O'Keeffe's New Mexico home a shrine to her fans
Artist's legacy seems tangible in quiet, wide-open spaces
Volunteer tour guide George Best holds up a laminated copy of "The Cliff Chimneys," painted by Georgia O'Keeffe.
Scripps Howard News Service
"Did you know," one of the girls asked me, "that Georgia O'Keeffe didn't like kids?"
I'd heard that, I told her, feeling uneasy about how to tell an 8-year-old there's a rumor the most popular girl in New Mexico wouldn't like her. How does that make you feel?
Sad. It was a chorus of eight little voices mumbling the same word.
Don't worry, announced one of the girls, tall and confident. She'd like us.
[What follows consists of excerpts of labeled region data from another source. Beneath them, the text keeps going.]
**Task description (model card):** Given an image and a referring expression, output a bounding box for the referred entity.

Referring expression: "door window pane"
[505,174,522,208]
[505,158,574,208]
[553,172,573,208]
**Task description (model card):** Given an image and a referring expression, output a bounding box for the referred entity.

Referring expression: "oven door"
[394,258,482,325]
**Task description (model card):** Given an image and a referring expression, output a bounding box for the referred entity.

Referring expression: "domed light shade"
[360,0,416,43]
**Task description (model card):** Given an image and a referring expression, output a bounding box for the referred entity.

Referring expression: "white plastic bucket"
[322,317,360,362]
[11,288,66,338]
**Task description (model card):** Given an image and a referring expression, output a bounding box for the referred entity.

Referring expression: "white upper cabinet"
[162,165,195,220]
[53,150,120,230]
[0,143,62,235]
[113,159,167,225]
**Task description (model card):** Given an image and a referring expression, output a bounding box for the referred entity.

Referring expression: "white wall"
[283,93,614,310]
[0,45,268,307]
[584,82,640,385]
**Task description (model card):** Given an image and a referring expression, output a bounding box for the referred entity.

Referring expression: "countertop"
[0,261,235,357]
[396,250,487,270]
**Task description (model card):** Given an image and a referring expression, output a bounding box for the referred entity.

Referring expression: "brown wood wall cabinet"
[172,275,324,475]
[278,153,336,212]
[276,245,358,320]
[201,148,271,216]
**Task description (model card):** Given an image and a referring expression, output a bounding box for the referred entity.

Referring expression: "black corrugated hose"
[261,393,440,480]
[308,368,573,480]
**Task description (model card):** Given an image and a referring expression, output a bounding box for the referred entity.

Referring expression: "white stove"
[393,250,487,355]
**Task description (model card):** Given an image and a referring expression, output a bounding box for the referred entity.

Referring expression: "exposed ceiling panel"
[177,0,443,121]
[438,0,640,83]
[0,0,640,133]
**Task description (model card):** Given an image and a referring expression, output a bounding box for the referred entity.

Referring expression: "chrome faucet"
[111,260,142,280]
That was Isabella Stork, 10, who says she enjoys art more than ever now that she's well-versed in the ways of O'Keeffe. She likes talking about brush strokes and oils and canvases. She's in the fifth grade now.
When she was younger, a mere second-grader, she painted a mural the size of a cinder block inspired by the legendary artist.
Actually, they all did. Every wall in the foyer between second-grade classrooms is covered in tiny murals. Some are landscapes. Some are flowers. Some are skulls. Some are portraits most of a grayed woman with a bun and a black dress looking to the side as if she's sizing something up.
These children go to Georgia O'Keeffe Elementary, an Albuquerque school where art lives and breathes and plays every day along with the students there.
Here, O'Keeffe's legacy is tangible.
It looks wide-eyed and rosy-cheeked. It smiles sheepishly. It gets excited over animal bones, big flowers and broad, colorful landscapes. It celebrates an artist by creating more art. And this living legacy does this even though it thinks Georgia O'Keeffe herself probably wouldn't have been interested.
Truth is, Georgia O'Keeffe, born in 1887 in true-to-its-name Sun Prairie, Wis., relished solitude. She liked big, empty spaces. She liked quiet. When she painted, she did so alone.
But she was also drawn to things that were interesting. She kept company with fellow artists, with photographers (including Ansel Adams), with adventurers (the Lindberghs vacationed at her Ghost Ranch home a time or two). She liked craggy trees and vivid colors and the intricacies of bones.
She found these things in New Mexico, which enchanted her during a road trip in the summer of 1917.
O'Keeffe eventually bought a pair of houses in New Mexico, where she'd retreat when city life began to overwhelm her. Later, when her husband, photographer Alfred Stieglitz, died, she made New Mexico her permanent address, moving away from the bustle of New York.